Sebagai gantinya, “mereka mengenakan rok pendek untuk memastikan kosode mereka tetap pada tempatnya.”

Periode Muromachi (1336-1573)

Jubah Luar (Uchikake) dengan motif Karangan Bunga Krisan dan Wisteria dengan Jubah Luar (Uchikake) dengan motif Jeruk Mandarin dan Kupu-Kupu Kertas Lipat. (Met Mueseum)

Pada periode ini baju berlengan panjang mulai ditinggalkan. Para wanita mulai hanya mengenakan kosode putih, atau yang lebih cerah dan berwarna-warni. Pada periode ini, versi baru kosode lahir: gaya katsugu dan uchikake

Yang pertama adalah kosode yang dikenakan seperti kerudung di kepala. Sedangkan yang kedua adalah variasi pengingat tradisi dengan lapisan tambahan, yang populer di kalangan wanita kelas samurai.

Perubahan terbesar pada mode wanita pada periode ini adalah ditinggalkannya celana hakama untuk wanita. 

Untuk menjaga agar kosode mereka tetap ketat, mereka menciptakan selempang sempit berhias yang dikenal sebagai obi.

Periode Azuchi-Momoyama (1568-1603)

Dua Kekasih oleh Hishikawa Moronobu, sekitar tahun 1675-80. ( Met Museum)
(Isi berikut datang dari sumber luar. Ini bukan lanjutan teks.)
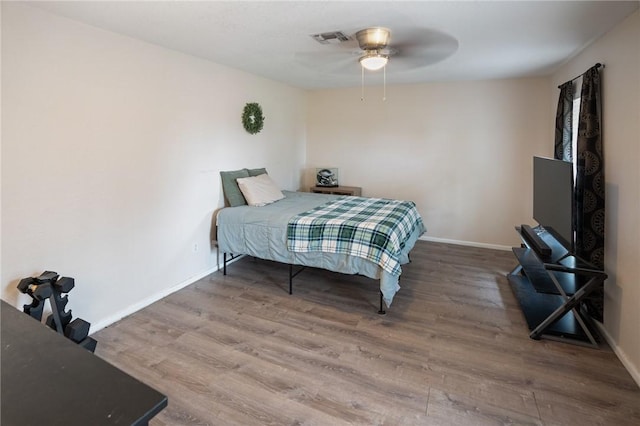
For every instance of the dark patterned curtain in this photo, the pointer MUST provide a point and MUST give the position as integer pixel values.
(564, 120)
(590, 183)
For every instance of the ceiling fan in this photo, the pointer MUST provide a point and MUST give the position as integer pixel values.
(373, 42)
(374, 48)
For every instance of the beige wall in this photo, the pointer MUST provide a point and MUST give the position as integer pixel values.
(111, 150)
(461, 150)
(619, 51)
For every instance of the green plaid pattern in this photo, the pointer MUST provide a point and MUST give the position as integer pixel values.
(372, 228)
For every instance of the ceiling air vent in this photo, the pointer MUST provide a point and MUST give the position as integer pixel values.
(334, 37)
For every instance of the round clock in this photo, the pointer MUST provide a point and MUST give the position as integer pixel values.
(252, 118)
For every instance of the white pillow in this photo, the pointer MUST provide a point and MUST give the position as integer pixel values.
(259, 190)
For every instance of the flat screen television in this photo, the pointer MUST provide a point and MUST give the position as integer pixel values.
(553, 197)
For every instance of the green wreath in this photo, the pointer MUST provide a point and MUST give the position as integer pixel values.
(252, 118)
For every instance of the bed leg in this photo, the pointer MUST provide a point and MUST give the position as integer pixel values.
(224, 264)
(290, 278)
(381, 311)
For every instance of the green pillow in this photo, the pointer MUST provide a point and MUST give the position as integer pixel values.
(230, 187)
(257, 172)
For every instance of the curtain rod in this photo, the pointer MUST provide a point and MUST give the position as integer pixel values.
(598, 65)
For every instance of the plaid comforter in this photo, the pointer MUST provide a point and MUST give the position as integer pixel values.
(372, 228)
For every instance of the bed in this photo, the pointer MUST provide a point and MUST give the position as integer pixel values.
(319, 230)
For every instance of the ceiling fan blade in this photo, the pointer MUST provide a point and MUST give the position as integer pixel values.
(329, 62)
(422, 47)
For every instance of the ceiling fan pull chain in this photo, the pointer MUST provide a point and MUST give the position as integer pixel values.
(384, 84)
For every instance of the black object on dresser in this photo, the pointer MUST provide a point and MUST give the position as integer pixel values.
(49, 380)
(551, 284)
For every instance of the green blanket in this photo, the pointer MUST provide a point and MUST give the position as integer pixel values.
(372, 228)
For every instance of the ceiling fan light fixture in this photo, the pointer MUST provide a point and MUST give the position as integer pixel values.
(374, 61)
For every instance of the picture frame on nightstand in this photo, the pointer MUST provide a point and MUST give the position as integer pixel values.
(327, 177)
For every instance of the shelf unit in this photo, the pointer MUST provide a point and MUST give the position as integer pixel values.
(550, 285)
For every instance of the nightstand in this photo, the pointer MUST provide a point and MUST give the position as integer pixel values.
(338, 190)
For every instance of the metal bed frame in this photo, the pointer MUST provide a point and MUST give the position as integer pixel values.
(292, 274)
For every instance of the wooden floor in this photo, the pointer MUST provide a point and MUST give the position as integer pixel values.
(453, 349)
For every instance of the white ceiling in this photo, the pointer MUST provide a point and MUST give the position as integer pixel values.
(442, 40)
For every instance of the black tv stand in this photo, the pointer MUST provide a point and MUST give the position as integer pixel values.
(550, 284)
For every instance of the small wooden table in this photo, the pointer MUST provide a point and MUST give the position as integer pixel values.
(49, 380)
(338, 190)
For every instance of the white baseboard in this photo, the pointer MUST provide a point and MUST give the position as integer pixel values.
(116, 316)
(466, 243)
(632, 369)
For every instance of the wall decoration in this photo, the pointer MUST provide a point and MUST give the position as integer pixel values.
(252, 118)
(327, 177)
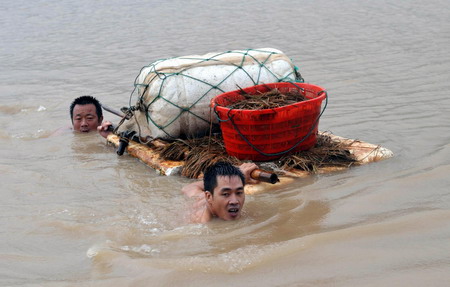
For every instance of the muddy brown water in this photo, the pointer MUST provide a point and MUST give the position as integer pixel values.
(74, 214)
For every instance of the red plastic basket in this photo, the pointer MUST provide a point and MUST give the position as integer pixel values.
(263, 135)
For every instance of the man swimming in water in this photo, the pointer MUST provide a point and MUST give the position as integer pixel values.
(221, 193)
(86, 114)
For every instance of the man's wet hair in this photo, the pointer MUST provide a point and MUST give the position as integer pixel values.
(220, 169)
(86, 100)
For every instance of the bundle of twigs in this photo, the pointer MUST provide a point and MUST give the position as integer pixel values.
(200, 153)
(325, 153)
(268, 100)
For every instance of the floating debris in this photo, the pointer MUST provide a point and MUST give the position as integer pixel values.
(200, 153)
(268, 100)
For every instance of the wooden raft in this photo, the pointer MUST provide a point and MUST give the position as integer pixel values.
(362, 151)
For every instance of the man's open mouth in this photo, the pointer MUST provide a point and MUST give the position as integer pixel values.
(233, 211)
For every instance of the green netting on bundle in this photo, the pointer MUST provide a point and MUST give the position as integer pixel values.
(173, 95)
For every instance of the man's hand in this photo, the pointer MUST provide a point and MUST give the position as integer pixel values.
(104, 129)
(247, 169)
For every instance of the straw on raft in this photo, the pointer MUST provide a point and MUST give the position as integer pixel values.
(198, 154)
(268, 100)
(191, 157)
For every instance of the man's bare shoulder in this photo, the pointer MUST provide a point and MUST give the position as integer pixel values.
(62, 131)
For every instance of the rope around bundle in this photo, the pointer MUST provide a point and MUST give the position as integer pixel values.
(198, 154)
(157, 89)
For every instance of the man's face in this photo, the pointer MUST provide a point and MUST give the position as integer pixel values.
(228, 198)
(85, 118)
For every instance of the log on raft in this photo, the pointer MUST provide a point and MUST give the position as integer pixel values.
(362, 152)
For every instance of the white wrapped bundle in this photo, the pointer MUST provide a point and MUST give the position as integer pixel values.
(174, 94)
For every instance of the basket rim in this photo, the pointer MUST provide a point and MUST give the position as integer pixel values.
(221, 108)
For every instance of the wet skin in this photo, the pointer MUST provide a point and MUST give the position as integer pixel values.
(85, 118)
(228, 198)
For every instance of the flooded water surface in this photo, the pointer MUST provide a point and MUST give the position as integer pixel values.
(75, 214)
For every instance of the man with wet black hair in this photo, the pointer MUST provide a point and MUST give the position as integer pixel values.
(223, 192)
(86, 114)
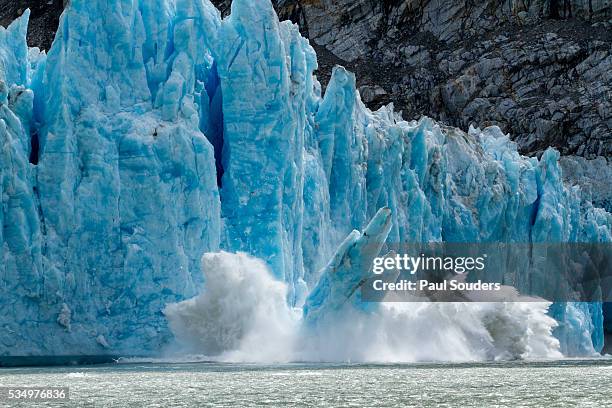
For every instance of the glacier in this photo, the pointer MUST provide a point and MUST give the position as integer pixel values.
(162, 132)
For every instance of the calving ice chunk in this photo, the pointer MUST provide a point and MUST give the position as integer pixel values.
(163, 132)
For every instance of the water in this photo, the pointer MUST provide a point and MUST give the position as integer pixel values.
(516, 384)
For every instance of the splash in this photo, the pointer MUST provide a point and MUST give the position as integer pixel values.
(242, 316)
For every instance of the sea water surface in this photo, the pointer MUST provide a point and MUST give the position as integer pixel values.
(568, 383)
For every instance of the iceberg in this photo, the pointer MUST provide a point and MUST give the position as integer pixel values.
(162, 132)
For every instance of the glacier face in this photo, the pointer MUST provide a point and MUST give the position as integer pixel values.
(162, 132)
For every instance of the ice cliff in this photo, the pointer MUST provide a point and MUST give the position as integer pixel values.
(161, 131)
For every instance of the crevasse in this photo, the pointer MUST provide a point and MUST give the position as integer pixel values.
(165, 132)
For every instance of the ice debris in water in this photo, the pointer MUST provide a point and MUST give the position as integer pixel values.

Ini adalah periode di mana pakaian Kekaisaran Jepang mendapatkan bentuk yang lebih elegan. Ada perubahan drastis dari jubah periode Azuchi-Momoyama sebelumnya.

“Para perajin mengembangkan keterampilan baru dalam menenun dan menghias, tanpa harus mengimpor kain dari Cina,” jelas Stella.

Stella menambahkan, kemudian nanti pada awal zaman Edo, teknik-teknik baru dalam pembuatan sutra dan bordir telah menyebar, “memungkinkan kelas pedagang untuk menyokong industri mode yang sedang berkembang.”

Periode Edo (1603-1868)

Anna Elizabeth van Reede oleh Gerard Hoet, 1678. ( Victoria and Albert Museum)

Awal tahun 1600-an adalah masa yang penuh dengan kedamaian, stabilitas politik, pertumbuhan ekonomi, dan perluasan kota yang belum pernah terjadi sebelumnya.

Orang-orang di era Edo mengenakan kimono yang simpel dan canggih. Gaya, motif, bahan, teknik, dan warna menjelaskan identitas pemakainya. 

Dari sejarah kimono, kita bisa mengetahui riwayat pembuatannya yang menggunakan tangan untuk menghasilkan kain halus berbahan alami, yang harganya sangat mahal. Oleh karena itu, orang-orang menggunakannya secara berulang hingga kimono tersebut menjadi usang.

Beberapa orang dari kelas bawah tidak pernah memiliki kimono sutra. Kelas samurai yang berkuasa adalah konsumen penting dari kimono mewah.

Pada zaman Edo, kimono Kekaisaran Jepang dicirikan oleh asimetri dan pola-pola besar, berbeda dengan kosode yang dikenakan oleh para wanita samurai pada zaman Muromachi.

Catatan sejarah kimono mengungkapkan, busana itu pernah menjadi barang berharga, dan para orang tua mewariskannya kepada anak-anak mereka sebagai pusaka keluarga.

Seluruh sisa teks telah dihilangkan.